Eifrig diskutiert wurde bei einem Treffen im Imnauer Bürgerzentrum über den Aufbau eines Nahwärmenetzes. Es ging vor allem darum, ob man es selbst als Genossenschaft aufbaut und betreibt, oder ob man sich nach einem Investor umsieht. Foto: Haid

Das Interesse an einem Nahwärmenetz in Bad Imnau ist groß. Aber wie soll es betrieben werden? Darüber wurde im Bürgerhaus eifrig diskutiert. Klar ist auch, dass der Aufbau eines 5,2 Kilometer langen Leitungsnetzes und der technischen Infrastruktur gut 15 Millionen Euro kosten dürfte.

53 Prozent der befragten Imnauer haben ihr Interesse an einer Nahwärmeversorgung bekundet. Damit sind die Voraussetzungen für die Umsetzung eines Quartierkonzepts gegeben. Nun geht es im nächsten Schritt um die Findung eines Betreibers.

 

Dabei wurden in der Infoveranstaltung, zu welcher der Ortschaftsrat ins Bürgerzentrum eingeladen hatte, über das Für und Wider einer genossenschaftlichen Lösung oder der Beauftragung einer Betreiberfirma diskutiert.

Genossenschaft braucht Leute, die Verantwortung übernehmen

Die Gründung einer unabhängigen Genossenschaft wie etwa in Bittelbronn hätte laut Ortsvorsteher Robert Wenz, den Vorteil, dass man sein eigener Herr sei und den Abnehmern entsprechend günstige Preise anbieten könne. Eine Genossenschaft dürfe keine Gewinne erzielen, lediglich Rücklagen für außergewöhnliche Aufwendungen oder nötige Reparaturen bilden.

Für eine Genossenschaft müssten jedoch qualifizierte Personen gefunden werden, welche die Verantwortung als Vorsitzende, für die Finanzen oder als Schriftführer übernehmen wollen. Wichtige Entscheidungen treffen dann die Mitglieder selbst und demokratisch in Sitzungen und Versammlungen.

Investorenmodell birgt gewisse Risiken

Alternativ könnte man auch einen Investor suchen, welcher die ganze Sache übernimmt, so Wenz. Die Kunden wären dann voll abhängig von dieser Firma, welche dann auch Gewinne erzielen möchte und gegebenenfalls Preisanpassungen machen könne. Ein Problem wäre auch eine Insolvenz.
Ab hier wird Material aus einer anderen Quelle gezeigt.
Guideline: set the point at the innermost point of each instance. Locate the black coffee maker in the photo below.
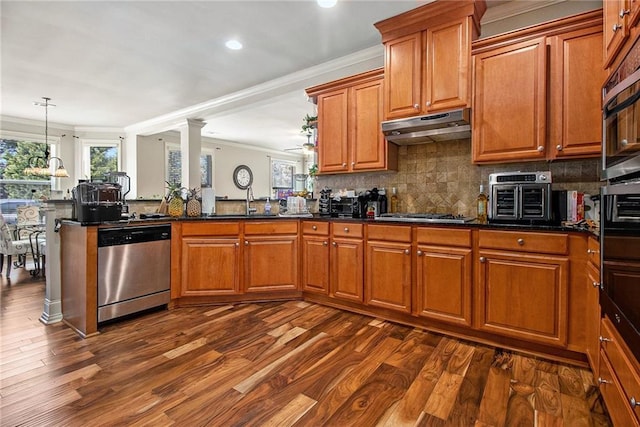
(96, 202)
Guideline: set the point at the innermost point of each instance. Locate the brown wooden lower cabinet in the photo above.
(388, 267)
(347, 262)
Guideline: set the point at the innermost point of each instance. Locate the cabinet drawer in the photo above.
(315, 227)
(347, 229)
(525, 241)
(210, 228)
(270, 227)
(393, 233)
(617, 405)
(593, 251)
(444, 236)
(624, 368)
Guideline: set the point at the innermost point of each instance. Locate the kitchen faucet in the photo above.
(250, 199)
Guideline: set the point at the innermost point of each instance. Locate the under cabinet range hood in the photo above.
(448, 125)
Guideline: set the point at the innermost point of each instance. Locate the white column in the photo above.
(190, 147)
(52, 309)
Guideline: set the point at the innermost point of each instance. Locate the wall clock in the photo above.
(242, 177)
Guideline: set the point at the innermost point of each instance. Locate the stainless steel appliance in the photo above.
(425, 217)
(620, 200)
(520, 197)
(344, 207)
(449, 125)
(96, 202)
(133, 269)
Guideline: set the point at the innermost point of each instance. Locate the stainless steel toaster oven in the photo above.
(520, 197)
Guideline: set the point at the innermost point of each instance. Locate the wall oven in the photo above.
(620, 200)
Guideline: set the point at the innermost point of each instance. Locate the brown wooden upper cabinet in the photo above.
(350, 138)
(537, 92)
(428, 57)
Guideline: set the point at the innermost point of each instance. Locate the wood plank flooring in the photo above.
(270, 364)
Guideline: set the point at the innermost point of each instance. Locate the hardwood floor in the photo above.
(270, 364)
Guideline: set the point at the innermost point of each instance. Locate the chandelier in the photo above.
(41, 165)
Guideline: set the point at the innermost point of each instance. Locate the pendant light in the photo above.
(41, 165)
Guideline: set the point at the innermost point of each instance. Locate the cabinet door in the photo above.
(367, 144)
(315, 264)
(347, 280)
(593, 317)
(271, 263)
(403, 73)
(509, 114)
(444, 281)
(616, 30)
(576, 95)
(447, 83)
(388, 275)
(523, 296)
(210, 266)
(332, 131)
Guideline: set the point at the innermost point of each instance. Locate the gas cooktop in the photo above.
(425, 217)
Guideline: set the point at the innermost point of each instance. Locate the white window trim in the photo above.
(84, 162)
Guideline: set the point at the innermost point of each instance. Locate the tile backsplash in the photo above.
(439, 177)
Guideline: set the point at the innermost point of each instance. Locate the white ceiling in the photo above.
(146, 66)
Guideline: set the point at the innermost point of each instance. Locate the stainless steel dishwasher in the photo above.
(134, 269)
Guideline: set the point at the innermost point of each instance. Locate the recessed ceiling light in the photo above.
(327, 3)
(233, 44)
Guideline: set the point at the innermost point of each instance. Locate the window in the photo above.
(15, 152)
(100, 157)
(174, 166)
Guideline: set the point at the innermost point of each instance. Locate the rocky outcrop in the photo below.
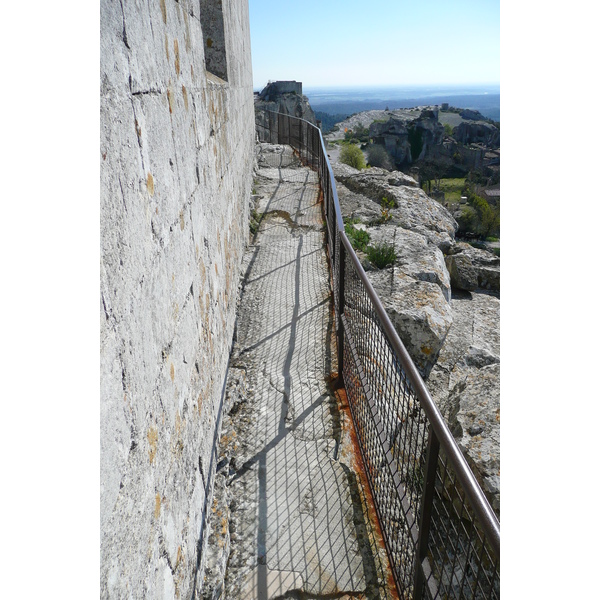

Dann stünde die Anlage still und man müsste schnell nach einem Nachfolger suchen.

Laut Energieagentur Zollernalb liegt das Komplettpaket mit einer Wärmeerzeugung durch einen Holzhackschnitzelvergaser (Wärme- und Stromerzeugung) und Luft-Wasser-Wärmepumpen ergänzt durch eine Photovoltaikanlage inklusive der Erdarbeiten bei einem 5,2 Kilometer langen Leitungsnetz bei gut 15 Millionen Euro. Die Kosten für den Endverbraucher werden voraussichtlich bei 13 Cent pro Kilowattstunde Wärmepreis liegen, zuzüglich einer Einmalzahlung von 12 000 bis 13 000 Euro pro Anschluss.

Start in kleinen Dimensionen möglich

Möglich wäre es auch, mit einer kleineren Wärmeerzeugung zu beginnen und diese später bei Bedarf zu erweitern, so Wenz. Großabnehmer wären das Hotel Fürstenhof, die Imnauer Mineralquellen und die städtischen Gebäude wie Bürgerzentrum, Turnhalle, Schwimmbad, Feuerwehr- und Jugendhaus.

Die Heizzentrale könnte man am besten auf dem gut zugänglichen ehemaligen Apollo-Gelände in Höhe der Wasserreservoire bauen. Die Versorgungsleitungen würden unter der Eyach hindurch in Richtung Kinderheim, dann am Hotel Fürstenhof vorbei in Richtung Badstraße bis Friedhof geführt.

Ein größerer Knotenpunkt wäre am Gasthaus Adler. Von dort würde das Leitungsnetz über die Kurstraße in Richtung Gasthof Eyachperle geführt und in die andere Richtung in die Quellenstraße. Dazwischen sind immer wieder Abzweigungen in die Nachbarstraßen (Parkstraße, Brunnenstraße oder Schulstraße) vorgesehen.

Thema wird weiterverfolgt

Am Ende waren alle Anwesenden der Meinung, die genossenschaftliche Lösung mit einer gezielten Suche nach möglichen innerörtlichen Fachleuten zu bevorzugen, für einen Vergleich aber auch Investoren anzufragen, falls sich keine Genossenschaft gründen sollte.

Mit Unterstützung der BioEnergie Bittelbronn soll Ende Februar ein weiterer Termin vereinbart werden.